On Monday, Maine Department of Health and Human Services Commissioner Mary C. Mayhew sent a letter to Department of Health and Human Services Secretary Kathleen Sebelius outlining pre-conditions for the Governor to accept an expansion of Medicaid called for in the ACA — more commonly known as Obamacare.
“Ultimately, we must make the decision that is best for the people of Maine,” wrote Mayhew. “While we share the common goal of increasing access to affordable health care, we have serious concerns about the sustainability of the Medicaid expansion as proposed.”
While various news reports have indicated that the Governor has had a change of heart with regard to the ACA and Medicaid expansion, Mayhew’s letter shows that the LePage’s position on Medicaid is contingent upon whether the federal government is open to compromise on several not insignificant issues.
In the letter, Mayhew hints at the Governor’s doubts regarding the federal government’s commitment to sustain financial support for Medicaid expansion.
“Maine has seen its share of Medicaid costs grow exponentially in recent years,” wrote Mayhew.
“Maine’s Medicaid enrollment has increased nearly 80% since 2002. We currently face a $270 million hole in our two-year budget as a result of increased cost in the program and the latest reduction to the federal reimbursement rate of our existing Medicaid program. Our hospitals are owed $484 million in unpaid Medicaid bills,” she wrote.
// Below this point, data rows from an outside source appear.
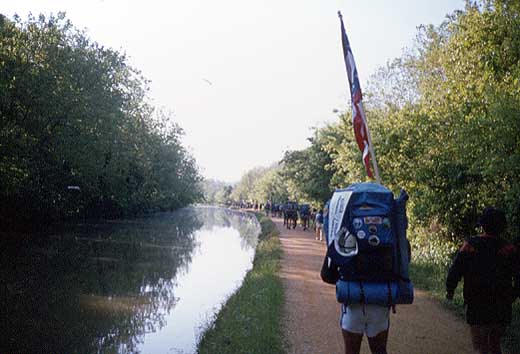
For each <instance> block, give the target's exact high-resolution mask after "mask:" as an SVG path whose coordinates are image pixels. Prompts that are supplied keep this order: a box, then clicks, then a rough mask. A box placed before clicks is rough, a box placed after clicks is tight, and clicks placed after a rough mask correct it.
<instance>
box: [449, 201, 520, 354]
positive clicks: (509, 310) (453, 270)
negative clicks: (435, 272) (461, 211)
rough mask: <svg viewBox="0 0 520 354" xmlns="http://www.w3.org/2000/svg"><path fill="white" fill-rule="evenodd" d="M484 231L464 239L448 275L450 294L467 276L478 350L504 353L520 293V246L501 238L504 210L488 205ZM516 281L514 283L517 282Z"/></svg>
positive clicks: (467, 313)
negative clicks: (513, 306)
mask: <svg viewBox="0 0 520 354" xmlns="http://www.w3.org/2000/svg"><path fill="white" fill-rule="evenodd" d="M479 226H480V227H482V233H481V234H480V235H479V236H474V237H470V238H469V239H468V240H466V241H464V243H463V245H462V247H461V248H460V249H459V251H458V252H457V254H456V255H455V259H454V260H453V264H452V265H451V267H450V269H449V272H448V277H447V279H446V298H447V299H448V300H452V299H453V295H454V292H455V288H456V287H457V284H458V283H459V281H460V280H461V279H462V278H464V289H463V296H464V304H465V306H466V322H467V323H468V324H469V326H470V332H471V340H472V344H473V349H474V350H475V352H476V353H482V354H484V353H486V354H488V353H493V354H496V353H501V352H502V351H501V348H500V339H501V338H502V336H503V335H504V333H505V329H506V327H507V325H508V324H510V323H511V317H512V303H513V302H514V301H515V299H516V298H517V297H518V296H519V295H520V293H519V292H520V289H519V277H520V265H519V256H518V249H517V247H516V246H515V245H513V244H512V243H510V242H508V241H506V240H504V239H503V238H501V237H500V236H501V234H502V233H503V232H504V231H505V229H506V226H507V223H506V216H505V213H504V211H502V210H500V209H495V208H493V207H488V208H486V209H484V211H483V213H482V215H481V216H480V219H479ZM513 284H514V285H513Z"/></svg>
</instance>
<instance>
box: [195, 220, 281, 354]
mask: <svg viewBox="0 0 520 354" xmlns="http://www.w3.org/2000/svg"><path fill="white" fill-rule="evenodd" d="M256 215H257V217H258V220H259V221H260V224H261V227H262V231H261V234H260V236H259V242H258V246H257V248H256V254H255V259H254V263H253V269H252V270H251V271H249V273H248V274H247V275H246V277H245V279H244V282H243V284H242V286H241V288H240V289H239V290H238V291H237V292H236V293H235V294H233V295H232V296H231V297H230V298H229V299H228V301H227V302H226V304H225V305H224V306H223V307H222V309H221V310H220V313H219V314H218V315H217V318H216V320H215V322H214V323H213V324H212V325H211V326H210V327H208V328H207V329H206V330H205V332H204V333H203V335H202V337H201V340H200V343H199V346H198V353H199V354H215V353H219V354H227V353H235V354H237V353H244V354H246V353H247V354H265V353H271V354H278V353H284V344H283V340H282V331H281V316H280V314H281V312H282V305H283V290H282V283H281V280H280V278H279V277H278V272H279V269H280V259H281V256H282V249H281V245H280V240H279V239H278V237H277V236H278V231H277V230H276V227H275V225H274V223H273V222H272V221H271V220H270V219H269V218H267V217H265V216H263V215H262V214H256Z"/></svg>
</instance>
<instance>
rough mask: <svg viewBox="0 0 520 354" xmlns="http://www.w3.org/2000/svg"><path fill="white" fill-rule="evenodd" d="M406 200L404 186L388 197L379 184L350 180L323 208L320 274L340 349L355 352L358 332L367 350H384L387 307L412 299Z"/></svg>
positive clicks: (386, 341)
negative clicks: (332, 320) (396, 191)
mask: <svg viewBox="0 0 520 354" xmlns="http://www.w3.org/2000/svg"><path fill="white" fill-rule="evenodd" d="M407 200H408V195H407V194H406V192H404V191H402V192H401V195H400V196H399V198H397V199H394V197H393V194H392V192H391V191H390V190H388V189H387V188H385V187H383V186H382V185H379V184H374V183H356V184H353V185H351V186H349V187H347V188H345V189H340V190H337V191H335V192H334V194H333V196H332V198H331V200H330V201H329V202H327V204H326V205H325V208H324V210H323V230H324V234H325V238H326V241H327V246H328V247H327V254H326V256H325V259H324V262H323V266H322V269H321V278H322V279H323V281H325V282H326V283H329V284H335V285H336V298H337V300H338V302H339V303H341V320H340V324H341V329H342V335H343V340H344V343H345V353H346V354H359V351H360V348H361V342H362V340H363V335H364V334H366V335H367V338H368V344H369V346H370V350H371V352H372V353H373V354H386V353H387V351H386V344H387V340H388V329H389V324H390V321H389V314H390V308H395V305H397V304H411V303H412V302H413V285H412V283H411V281H410V279H409V277H408V264H409V262H410V244H409V242H408V240H407V238H406V229H407V226H408V221H407V218H406V202H407Z"/></svg>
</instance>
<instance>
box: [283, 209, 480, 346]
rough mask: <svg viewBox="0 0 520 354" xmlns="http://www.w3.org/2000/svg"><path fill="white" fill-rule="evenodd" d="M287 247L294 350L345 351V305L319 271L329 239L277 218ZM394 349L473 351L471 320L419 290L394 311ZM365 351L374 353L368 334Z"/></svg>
mask: <svg viewBox="0 0 520 354" xmlns="http://www.w3.org/2000/svg"><path fill="white" fill-rule="evenodd" d="M273 220H274V221H275V223H276V226H277V227H278V230H279V231H280V240H281V242H282V247H283V250H284V257H283V261H282V271H281V277H282V281H283V284H284V288H285V294H286V300H285V308H284V330H285V336H286V338H287V339H288V342H289V346H290V348H289V351H288V353H289V354H343V353H344V348H343V339H342V337H341V330H340V327H339V313H340V305H339V304H338V303H337V302H336V297H335V296H336V295H335V288H334V286H333V285H328V284H325V283H324V282H322V281H321V278H320V275H319V271H320V268H321V264H322V261H323V257H324V255H325V242H319V241H316V240H315V239H314V233H313V232H312V231H302V229H301V228H300V227H299V226H298V227H297V228H296V229H295V230H287V229H286V228H285V227H284V226H283V222H282V220H281V219H277V218H274V219H273ZM388 352H389V353H390V354H465V353H472V351H471V342H470V338H469V330H468V328H467V325H466V324H465V323H464V322H463V321H462V320H460V319H458V318H457V317H455V316H454V315H453V314H451V313H449V312H448V311H446V310H445V309H443V308H442V307H441V306H440V305H439V304H437V303H436V302H434V301H433V300H431V299H430V298H429V297H428V296H427V295H426V294H425V293H424V292H422V291H418V290H416V292H415V301H414V304H413V305H406V306H404V305H403V306H398V307H397V313H396V314H391V315H390V334H389V340H388ZM361 353H363V354H364V353H367V354H368V353H370V350H369V349H368V344H367V341H366V338H364V339H363V346H362V347H361Z"/></svg>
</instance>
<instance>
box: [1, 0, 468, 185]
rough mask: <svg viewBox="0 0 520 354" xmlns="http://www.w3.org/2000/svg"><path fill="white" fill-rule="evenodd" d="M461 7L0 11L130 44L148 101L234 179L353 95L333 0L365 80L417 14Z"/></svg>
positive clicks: (344, 0)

Mayhew also addressed Maine’s position relative to other states: “Maine is in a unique position as a result of our decision a decade ago to extend Medicaid coverage to the ACA’s “newly eligible” populations.”
According to Mayhew, the federal government penalizes Maine for previous generosity by offering less than 100% funding to cover the “newly eligible” populations that we chose to cover in the past.
Mayhew then proceeds to layout the LePage’s prerequisites for agreeing to expand Medicaid.
“The reduced rate being offered to Maine creates a dismal financial reality. While some argue the state cannot afford to turn down the expansion of Medicaid, the simple truth is that by accepting a lower rate of federal funding than other states are being offered, Maine would continue down an unsustainable and unaffordable path,” wrote Mayhew.
“For the expansion of Medicaid to be a viable option to consider, we would need for this penalty to be lifted, creating parity between Maine and the non-expansion states with regards to the federal match rate,” she wrote.
“For Maine to consider expanding its Medicaid program, we would need to provide for our current populations under a more flexible structure, like a global waiver,” wrote Mayhew. “This would provide us with the independence that is necessary to make holistic changes to our Medicaid program that would best serve Medicaid populations,” she wrote.
“Additionally, for expansion to be a plausible consideration, it would be essential to attain stable financial footing,” wrote Mayhew. “With the addition of tens of thousands of new members under expansion, it would be critical to the success of our innovation and reform projects to have security while we work towards creating an improved Medicaid program.”
“We believe that if the federal government funds 100% of our Medicaid costs for expansion populations for 10 years, we can put our Medicaid program on a track to succeed in the long term. Maine’s last decade was marked by unsustainable growth in our Medicaid program, and our taxpayers have shouldered the burden of early expansion,” she wrote.
Although Maine’s newspaper reporters have been buzzing about LePage’s apparent willingness to accept Medicaid expansion, Mayhew’s carefully-worded letter makes it clear that LePage is seeking a quid pro quo.
Mayhew ends her letter writing, “When you are able to provide us with the flexibility and finances required to support these efforts in an expansion environment, we will consider the expansion of Medicaid as a viable option for our state.”
Whether Maine will expand Medicaid, then, depends on whether the Feds are willing to play ball with the Governor.
A spokesman from the Governor’s Office declined to comment for this story.